Wallowing But Trying To Move On

I felt sad and low earlier as I saw my friend so happy and chilled with other course mates. I guess I felt a little jealous, as you do when you have to share someone you truly love and care about with the rest of the world. I don’t think I’d be unique in having that feeling because last week, my flatmate invited her friend over (who I know) but she didn’t tell me. She later apologised for not telling me saying that she wanted to spend time alone with her best friend and I completely understood. I wasn’t offended at all, even in the beginning, but it was nice of her to make that clear, shows she might have felt a little bad for not inviting me.

But anyway, I am trying hard with this friend to engage with her. It can be difficult though. There are lots of things we have in common and could talk about before (serious topics) which aren’t always ideal to talk about on a day to day level. I feel sad when it seems her demeanour towards me is so different than it is with everyone else. She seems way more engaged with other people and makes more effort to connect with their speech than she does with mine. I don’t know if I’m just being OTT though. 

My strategy for the timebeing though is to just remain silent and not comment on these things. I don’t want to upset her anymore and I don’t want to be the bad person. I want to keep on striving to treat her like a good Muslim sister, as I would do with my other Muslim sisters. It shouldn’t matter how she treats me back – that is between her and Allah. As long as I am doing the right and best thing.

I also need to be mindful to be more mindful of my surroundings when I’m around her. There is more to life than this friend. I have a career, family and my deen to pursue.

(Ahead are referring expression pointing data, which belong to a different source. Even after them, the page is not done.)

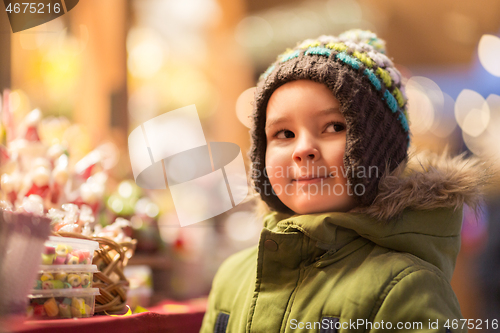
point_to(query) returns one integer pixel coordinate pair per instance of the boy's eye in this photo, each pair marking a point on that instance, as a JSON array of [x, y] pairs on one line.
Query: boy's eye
[[284, 134], [335, 127]]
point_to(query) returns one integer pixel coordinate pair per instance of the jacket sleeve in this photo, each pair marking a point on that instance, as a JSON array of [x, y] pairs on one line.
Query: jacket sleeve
[[211, 314], [419, 301]]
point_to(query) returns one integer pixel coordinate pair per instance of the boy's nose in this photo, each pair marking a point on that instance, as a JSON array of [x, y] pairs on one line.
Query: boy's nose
[[305, 154]]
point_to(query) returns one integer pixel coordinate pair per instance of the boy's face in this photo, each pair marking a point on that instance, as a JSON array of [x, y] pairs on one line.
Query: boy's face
[[306, 138]]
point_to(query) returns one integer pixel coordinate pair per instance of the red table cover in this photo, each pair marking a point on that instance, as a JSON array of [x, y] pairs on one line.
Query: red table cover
[[167, 316]]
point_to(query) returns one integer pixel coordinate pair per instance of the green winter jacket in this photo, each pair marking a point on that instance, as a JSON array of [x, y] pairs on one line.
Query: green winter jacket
[[354, 271]]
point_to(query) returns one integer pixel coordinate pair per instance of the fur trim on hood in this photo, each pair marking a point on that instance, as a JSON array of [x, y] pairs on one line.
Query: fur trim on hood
[[427, 181]]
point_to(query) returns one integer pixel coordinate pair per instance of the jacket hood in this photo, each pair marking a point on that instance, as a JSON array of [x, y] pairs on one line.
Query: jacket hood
[[418, 210]]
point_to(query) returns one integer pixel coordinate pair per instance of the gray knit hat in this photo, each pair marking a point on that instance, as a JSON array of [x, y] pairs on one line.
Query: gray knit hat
[[372, 100]]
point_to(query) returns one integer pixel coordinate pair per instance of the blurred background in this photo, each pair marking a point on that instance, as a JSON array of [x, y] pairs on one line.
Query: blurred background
[[104, 68]]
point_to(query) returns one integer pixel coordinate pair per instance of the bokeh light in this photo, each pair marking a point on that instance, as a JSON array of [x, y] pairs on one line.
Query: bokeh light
[[244, 106], [146, 52], [242, 226], [472, 112], [254, 31], [344, 11], [489, 53], [425, 101]]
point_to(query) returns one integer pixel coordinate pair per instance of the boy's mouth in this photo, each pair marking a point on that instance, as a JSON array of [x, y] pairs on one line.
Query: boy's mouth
[[311, 179]]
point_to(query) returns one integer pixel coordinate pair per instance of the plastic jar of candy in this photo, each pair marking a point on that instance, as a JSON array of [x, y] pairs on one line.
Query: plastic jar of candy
[[68, 251], [62, 303], [64, 277]]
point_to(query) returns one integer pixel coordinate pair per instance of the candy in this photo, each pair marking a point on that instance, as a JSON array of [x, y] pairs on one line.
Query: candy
[[58, 284], [61, 276], [75, 280], [85, 279], [75, 312], [78, 304], [64, 310], [49, 250], [46, 276], [82, 255], [38, 310], [72, 260], [62, 250], [48, 285], [51, 307], [59, 261], [47, 259]]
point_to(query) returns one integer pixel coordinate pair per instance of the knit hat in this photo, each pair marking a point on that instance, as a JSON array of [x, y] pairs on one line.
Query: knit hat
[[372, 100]]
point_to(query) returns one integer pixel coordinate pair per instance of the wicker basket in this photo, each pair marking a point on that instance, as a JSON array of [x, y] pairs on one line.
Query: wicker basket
[[110, 259]]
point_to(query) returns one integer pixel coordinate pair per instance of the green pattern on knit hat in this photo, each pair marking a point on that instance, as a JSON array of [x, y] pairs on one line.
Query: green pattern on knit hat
[[371, 95]]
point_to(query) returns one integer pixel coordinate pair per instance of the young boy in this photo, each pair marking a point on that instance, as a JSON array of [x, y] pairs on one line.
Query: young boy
[[355, 239]]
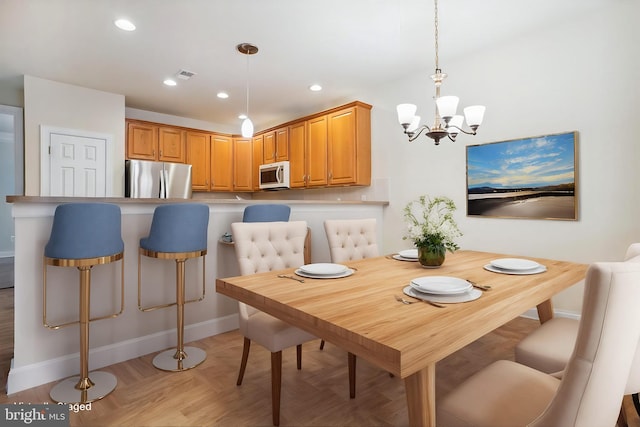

Those things are also VERY important. I guess it is sad when someone had a greater importance/role in your life and then that changed. I want to embrace that change though and go with the flow. Just because someone seems to be colder and flatter towards me, doesn’t mean I should mirror that (eventhough it can be human nature to speak to and respond to a person as they do to you). I’d like to challenge my actions towards her. I want to give off friendly vibes inshaAllah 🙂

May Allah make it easy. Life is a tough ride. It’s so sad when you lose the things you care so much about. It highlights the temporary nature of this dunya. Nothing is fixed/permanent. We search for things to latch onto emotionally but really that latching onto and that love should be entirely devoted to our Creator above who patiently waits for us to seek Him out and is always willing to give, despite how ungrateful we are.

Thank you Allah for the goodness you grant me and continue granting me and please forgive me for not recognising it enough.